With 3,000 meters behind me I decided to add to my attempts at flipping. Three attempts, zero completions. The last one almost counted. I was able to flip to some degree but ended up standing facing 3 o’clock with the goal to be facing 12 where I started. I watched a few videos on flips, one suggesting using a floating noodle to hold on to so the arms are not directing the swim but rather abdominal strength. Two friends have suggested swimming into it instead of standing first. One friend insists I am over thinking it and just have to do it, the fear part – just forget it. Me over think? Is there such a thing? Just forget fear – have I mentioned I have close to a photographic memory? Forgetting is something I wish I could do. So lesson two today – just do it.

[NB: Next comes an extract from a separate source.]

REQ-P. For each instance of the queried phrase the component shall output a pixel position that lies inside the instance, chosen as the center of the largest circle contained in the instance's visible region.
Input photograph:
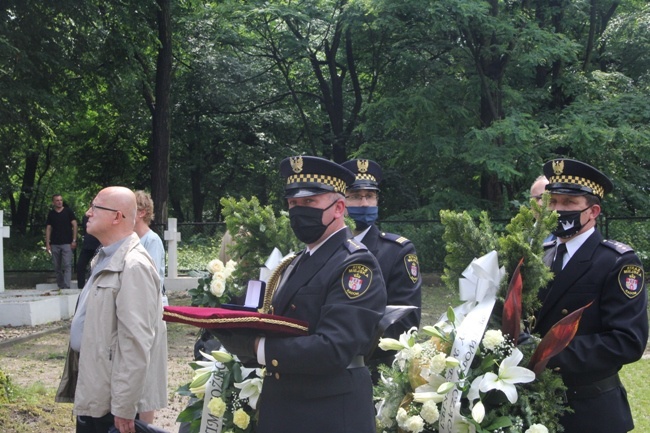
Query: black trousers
(88, 424)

After work my training partner and I lifted. We are making progress there too. The adaption phase of getting back into lifting after a few weeks off is an easy progress and we both agreed we could increase the weight a bit and go for 15 reps instead of twelve. After we were done lifting I had my massage. The focus was on my back and shoulders. After I paid to have pain inflicted on me (although it was very helpful and productive) I learned two more lessons. Lesson three today – I need to stretch more. Everywhere. Lesson four today – my lower back pain is a result of my hip flexers being so tight. Yes, the area in the front where the leg meets the hip is tight and is pulling around to the back causing my lower back pain. So the song about the leg bone is connected to the hip bone… is very accurate.
In looking at what I have learned today, I realize there is much to be learned by errors, miscalculations, and failed attempts. Through these lessons I hope to right my wrongs and further increase my progress. One day (step or flip) at a time.